The U.S. dollar snapped its earlier gains on Thursday, amid concerns about recent signs of economic slowdown after a parade of pessimistic economic data from the United States and the expansion of trade war.
As of 08:15, the U.S dollar index, which measures the performance of six major currencies against the U.S dollar, eased from the session high of 98.85 to trade at 98.66, after two consecutive days of losses.
Data released on Wednesday showed that the U.S. private sector has not been able to add the number of jobs expected as U.S. private sector employment rose by 135,000 in September, down from 157,000 in August, according to the Monthly ADP National Employment Report released Wednesday.

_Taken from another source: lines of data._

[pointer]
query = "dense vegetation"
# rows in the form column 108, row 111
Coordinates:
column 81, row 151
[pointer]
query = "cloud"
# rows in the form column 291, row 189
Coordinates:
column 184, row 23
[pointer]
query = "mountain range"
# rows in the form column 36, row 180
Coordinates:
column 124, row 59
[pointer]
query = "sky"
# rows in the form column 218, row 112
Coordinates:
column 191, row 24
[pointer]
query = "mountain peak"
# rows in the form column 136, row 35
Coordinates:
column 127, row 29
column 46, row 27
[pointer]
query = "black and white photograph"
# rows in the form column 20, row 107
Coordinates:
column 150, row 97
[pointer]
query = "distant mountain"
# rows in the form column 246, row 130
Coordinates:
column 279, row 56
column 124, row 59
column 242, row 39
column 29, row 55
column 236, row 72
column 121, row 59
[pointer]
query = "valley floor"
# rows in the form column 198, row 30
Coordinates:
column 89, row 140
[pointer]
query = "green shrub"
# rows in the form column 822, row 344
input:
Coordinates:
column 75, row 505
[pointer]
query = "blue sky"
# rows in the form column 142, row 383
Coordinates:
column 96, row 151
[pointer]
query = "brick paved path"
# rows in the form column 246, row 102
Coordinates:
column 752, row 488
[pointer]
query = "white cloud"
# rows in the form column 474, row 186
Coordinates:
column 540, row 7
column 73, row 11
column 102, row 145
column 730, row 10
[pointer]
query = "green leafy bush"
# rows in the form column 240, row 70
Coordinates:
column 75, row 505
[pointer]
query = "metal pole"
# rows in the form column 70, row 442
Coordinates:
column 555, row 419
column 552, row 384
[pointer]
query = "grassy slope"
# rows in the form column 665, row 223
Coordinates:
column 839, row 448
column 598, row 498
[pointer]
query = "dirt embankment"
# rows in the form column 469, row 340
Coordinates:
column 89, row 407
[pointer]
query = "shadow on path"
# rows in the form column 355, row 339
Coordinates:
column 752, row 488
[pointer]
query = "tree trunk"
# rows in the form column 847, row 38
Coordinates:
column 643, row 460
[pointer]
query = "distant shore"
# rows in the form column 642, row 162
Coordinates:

On Tuesday, U.S. manufacturing PMI slipped to its lowest level in more than a decade, indicating that the U.S.-China trade weighed on the world's largest economy.
In addition, the U.S. received the green light from the World Trade Organization to impose tariffs on the European Union, where it is predicted to become effective as soon as October 19, on the back of illegal monetary stimulus granted by the European Union for Airbus. This increased the risk of a transatlantic trade war.
The U.S. dollar rose slightly against the safe haven, the yen, after reaching 107.23, to stand above a week's lows, at 106.97 overnight. While against the Euro, the dollar fell to $1.0951.
Later in the day, eyes will focus on U.S. non-manufacturing ISM for September, factory orders, weekly jobless claims and durable goods orders.
The ISM services PMI may follow the suit of euro area and U.K., as it may slowdown to 55.1 in September from 56.4 in August.
Also, Chicago Fed C. Evans, FOMC R. Quarles and Kansas City Fed E. George will speak today.
However, the key focus will be on Friday’s non-farm payrolls report, which is mainly used as a guide by the Federal Reserve.
American employers have created 140,000 jobs last month, while
unemployment lingered at 3.7 percent, the NFP may show.